Mitt Romney illustrates the amount of patience he has left for GOP voters (Brian Snyder/Reuters)
New York Times:
Mr. Romney’s campaign has warned donors and supporters that even with his victories in the coming contests, the Republican competition may very well last until at least the middle of May. They said the situation did not indicate diminishing prospects for Mr. Romney but rather was the result of the party’s delegate-allocation rules and the additional time those require for any candidate to accumulate the 1,144 delegates necessary to secure the nomination.
The acknowledgment that the intraparty competition will most likely continue into the spring would seem to sweep aside the Romney campaign’s hope that it could string together a series of early victories sufficient to claim the nominee’s mantle — symbolically, at least — and begin focusing exclusively on Mr. Obama.
That the Republican contest isn't going to end in the immediate future is not exactly a shock, but it's still interesting that the Romney campaign is going public about it. I suspect their motives don't have much to do with setting expectations with the electorate and political journalists, but are instead aimed at bolstering their fundraising pitch. Inevitability might be a good thing, but if the people who write the checks think you have everything so locked down that you don't need any more money, you're going to run out of cash. And money is
becoming a real problem for Mitt Romney, so he doesn't want to let that happen.
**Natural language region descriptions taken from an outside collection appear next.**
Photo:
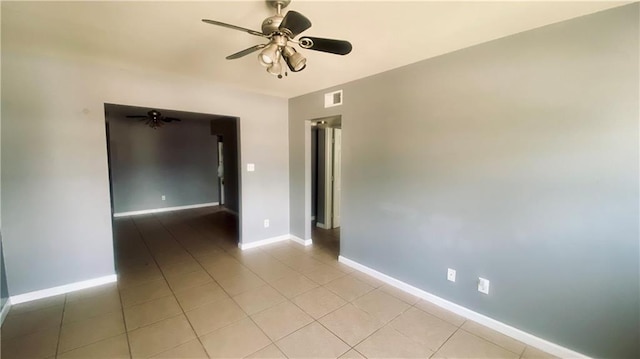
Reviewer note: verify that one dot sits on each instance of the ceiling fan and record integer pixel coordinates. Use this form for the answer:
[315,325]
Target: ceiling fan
[155,119]
[280,31]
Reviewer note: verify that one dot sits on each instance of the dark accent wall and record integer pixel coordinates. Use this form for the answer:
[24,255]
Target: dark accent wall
[178,160]
[228,130]
[322,170]
[515,160]
[314,172]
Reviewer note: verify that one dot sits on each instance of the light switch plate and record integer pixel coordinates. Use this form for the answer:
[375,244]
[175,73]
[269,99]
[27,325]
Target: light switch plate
[451,275]
[483,285]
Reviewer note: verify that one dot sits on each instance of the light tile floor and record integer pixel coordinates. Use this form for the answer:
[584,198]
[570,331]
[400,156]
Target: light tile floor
[185,290]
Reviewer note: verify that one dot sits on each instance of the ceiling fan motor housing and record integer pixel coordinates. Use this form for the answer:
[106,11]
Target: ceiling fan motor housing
[271,24]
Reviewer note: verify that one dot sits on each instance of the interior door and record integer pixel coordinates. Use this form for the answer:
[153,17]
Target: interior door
[337,176]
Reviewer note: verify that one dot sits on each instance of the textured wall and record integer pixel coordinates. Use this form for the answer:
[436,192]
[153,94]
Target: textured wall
[515,160]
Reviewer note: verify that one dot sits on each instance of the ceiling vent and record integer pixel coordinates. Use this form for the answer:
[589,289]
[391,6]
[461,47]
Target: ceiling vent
[332,99]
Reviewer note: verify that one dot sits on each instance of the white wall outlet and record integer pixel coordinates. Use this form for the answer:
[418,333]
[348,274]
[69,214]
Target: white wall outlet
[451,275]
[483,285]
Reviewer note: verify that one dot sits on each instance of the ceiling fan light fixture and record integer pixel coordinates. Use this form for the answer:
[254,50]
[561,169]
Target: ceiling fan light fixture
[269,55]
[294,59]
[275,69]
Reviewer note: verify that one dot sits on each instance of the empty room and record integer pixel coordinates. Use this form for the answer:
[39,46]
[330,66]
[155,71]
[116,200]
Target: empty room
[320,179]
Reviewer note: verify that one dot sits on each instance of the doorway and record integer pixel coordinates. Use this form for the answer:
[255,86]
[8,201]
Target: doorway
[221,169]
[164,179]
[326,179]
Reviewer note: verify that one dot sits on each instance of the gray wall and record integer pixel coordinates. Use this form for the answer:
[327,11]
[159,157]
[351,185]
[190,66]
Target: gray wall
[515,160]
[178,160]
[56,222]
[227,129]
[4,290]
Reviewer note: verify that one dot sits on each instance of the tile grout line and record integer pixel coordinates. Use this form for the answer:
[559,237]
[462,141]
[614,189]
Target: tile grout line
[124,322]
[228,294]
[173,293]
[286,299]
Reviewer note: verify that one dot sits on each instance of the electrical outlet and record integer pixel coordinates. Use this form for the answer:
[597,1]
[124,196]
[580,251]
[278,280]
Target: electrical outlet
[483,285]
[451,275]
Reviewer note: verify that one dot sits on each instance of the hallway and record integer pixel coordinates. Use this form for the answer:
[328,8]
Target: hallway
[186,290]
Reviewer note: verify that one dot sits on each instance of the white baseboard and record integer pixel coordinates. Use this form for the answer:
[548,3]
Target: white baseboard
[263,242]
[5,311]
[165,209]
[322,225]
[230,211]
[304,242]
[63,289]
[498,326]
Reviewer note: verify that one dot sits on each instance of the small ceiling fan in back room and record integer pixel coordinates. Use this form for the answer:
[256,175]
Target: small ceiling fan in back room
[154,119]
[280,31]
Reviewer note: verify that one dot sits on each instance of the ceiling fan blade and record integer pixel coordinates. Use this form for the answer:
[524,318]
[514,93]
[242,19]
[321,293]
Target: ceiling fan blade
[294,23]
[245,52]
[338,47]
[252,32]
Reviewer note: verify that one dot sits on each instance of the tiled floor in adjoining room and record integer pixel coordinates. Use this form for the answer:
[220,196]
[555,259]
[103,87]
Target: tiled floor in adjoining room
[186,291]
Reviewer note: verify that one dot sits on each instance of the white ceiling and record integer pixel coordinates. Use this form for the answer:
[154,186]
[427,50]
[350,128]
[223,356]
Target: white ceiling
[169,36]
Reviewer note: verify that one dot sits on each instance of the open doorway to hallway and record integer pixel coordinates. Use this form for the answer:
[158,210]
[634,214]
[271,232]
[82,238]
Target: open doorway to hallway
[166,161]
[326,178]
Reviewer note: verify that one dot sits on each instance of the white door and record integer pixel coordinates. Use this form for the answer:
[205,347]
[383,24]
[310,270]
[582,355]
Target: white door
[337,176]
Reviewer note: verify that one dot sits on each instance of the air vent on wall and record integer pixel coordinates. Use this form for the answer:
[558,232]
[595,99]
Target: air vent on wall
[332,99]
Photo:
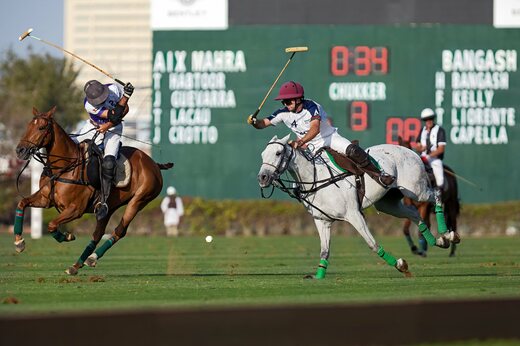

But in making their pitch, I wonder if the Romney campaign isn't accidentally conceding a very damaging point. Implicit in the idea that the primary will extend into mid-May is their belief that either Rick Santorum or Newt Gingrich (or perhaps both) will continue to fight for the nomination. Also implicit is the idea that Romney does not believe he will emerge as the prohibitive favorite among Republican voters anytime soon, if ever.
It's fair to say that if Romney were to start racking up victory after victory with double-digit margins, any doubts about whether he is likely to be the GOP nominee would vanish. But Romney's campaign doesn't think that's likely to happen, otherwise they wouldn't be talking about mid-May, by which point 80 percent of delegates will have been selected. There's a catch, though: as Nate Silver points out, the GOP's delegate procedures are very murky, and roughly one-quarter of all delegates aren't actually bound to a candidate. That means that as of mid-May, perhaps forty percent of all delegates won't actually be firmly committed. It's impossible to imagine a scenario where Romney had locked up the nomination on the basis of delegates alone by that point in time.
To be clear, I'm not saying that the race won't be over by mid-May. What I am saying, however, is that there's nothing special about mid-May that would suggest it's the point at which Mitt Romney could begin declaring victory. If he begins blowing out his opponents in contest after contest, the primary campaign could be over long before May; but if in mid-May he's still in a dogfight and one or more of his opponents is still capable of winning contests, the nomination won't be anywhere near over.